Harper was born September 24, 1825 in Baltimore, Maryland. She was an only child to free African American parents and when her mother died when she was only three, she wen to live with her aunt and uncle. She attended school for black youths until she was thirteen and then found housecleaning work.
She spent two years teaching in Pennsylvania and Ohio and then set out as an abolitionist speaker. While helping many slaves escape through the Underground Railroad, she wrote for many anti-slavery newspapers, earning her the nickname of “Mother of African American Journalism”.
She had her first volume of poems, “Forest Leaves,” published in 1845 and her second book, “Poems on Miscellaneous Subjects,” published in 1854.

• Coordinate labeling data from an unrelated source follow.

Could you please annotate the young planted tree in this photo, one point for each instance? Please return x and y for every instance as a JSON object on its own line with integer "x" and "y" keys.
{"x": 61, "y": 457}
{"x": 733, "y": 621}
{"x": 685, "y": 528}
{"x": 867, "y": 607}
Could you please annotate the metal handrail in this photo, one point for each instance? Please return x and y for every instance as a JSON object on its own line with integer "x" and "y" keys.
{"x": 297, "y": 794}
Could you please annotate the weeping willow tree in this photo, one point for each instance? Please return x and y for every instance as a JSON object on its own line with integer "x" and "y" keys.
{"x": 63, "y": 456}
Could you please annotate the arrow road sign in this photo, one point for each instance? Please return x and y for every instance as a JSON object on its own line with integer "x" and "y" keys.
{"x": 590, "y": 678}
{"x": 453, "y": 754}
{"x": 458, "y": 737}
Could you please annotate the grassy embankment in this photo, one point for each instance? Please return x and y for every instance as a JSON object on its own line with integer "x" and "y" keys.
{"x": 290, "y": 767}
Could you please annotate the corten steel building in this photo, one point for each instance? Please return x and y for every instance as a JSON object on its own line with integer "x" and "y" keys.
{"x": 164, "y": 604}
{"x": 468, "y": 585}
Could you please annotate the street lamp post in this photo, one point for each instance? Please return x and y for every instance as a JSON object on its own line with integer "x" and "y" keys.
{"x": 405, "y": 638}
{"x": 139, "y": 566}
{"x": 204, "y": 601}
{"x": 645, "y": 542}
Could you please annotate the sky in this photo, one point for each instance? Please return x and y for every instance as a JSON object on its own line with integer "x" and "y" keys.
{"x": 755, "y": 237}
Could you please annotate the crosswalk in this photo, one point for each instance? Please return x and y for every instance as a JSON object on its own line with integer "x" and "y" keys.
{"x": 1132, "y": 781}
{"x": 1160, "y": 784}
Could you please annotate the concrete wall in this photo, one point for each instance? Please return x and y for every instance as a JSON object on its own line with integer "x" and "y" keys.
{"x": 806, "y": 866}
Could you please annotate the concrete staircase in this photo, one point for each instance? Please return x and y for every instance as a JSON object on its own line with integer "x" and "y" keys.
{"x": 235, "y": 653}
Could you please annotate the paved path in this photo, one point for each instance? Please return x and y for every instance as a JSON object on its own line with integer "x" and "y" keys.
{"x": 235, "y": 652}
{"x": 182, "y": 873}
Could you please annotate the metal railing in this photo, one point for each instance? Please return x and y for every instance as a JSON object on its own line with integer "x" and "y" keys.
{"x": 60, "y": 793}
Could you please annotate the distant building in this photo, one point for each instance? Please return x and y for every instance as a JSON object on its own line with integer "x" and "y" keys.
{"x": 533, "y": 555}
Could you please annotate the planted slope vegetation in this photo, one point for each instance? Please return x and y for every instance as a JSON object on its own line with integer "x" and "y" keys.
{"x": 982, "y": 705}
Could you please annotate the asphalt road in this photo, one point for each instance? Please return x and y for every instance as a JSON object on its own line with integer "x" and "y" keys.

Other works by Harper include “Poems” (1857), “The Martyr of Alabama and Other Poems” (1892), and “Atlanta Offering” (1895). In 1853, Harper joined the American Anti-Slavery Society and became a traveling lecturer for the group. She was also a strong supporter of prohibition and women’s suffrage. In 1892, Harper published “Iola Leroy, or Shadows Uplifted,” one of the first novels by an African American woman.
In 1897, she was elected vice president of the National Association of Colored Women. Studies of Harper include Melba Joyce Boyd’s “Discarded Legacy: Politics and Poetics in the Life of Francis E. W. Harper” (1994).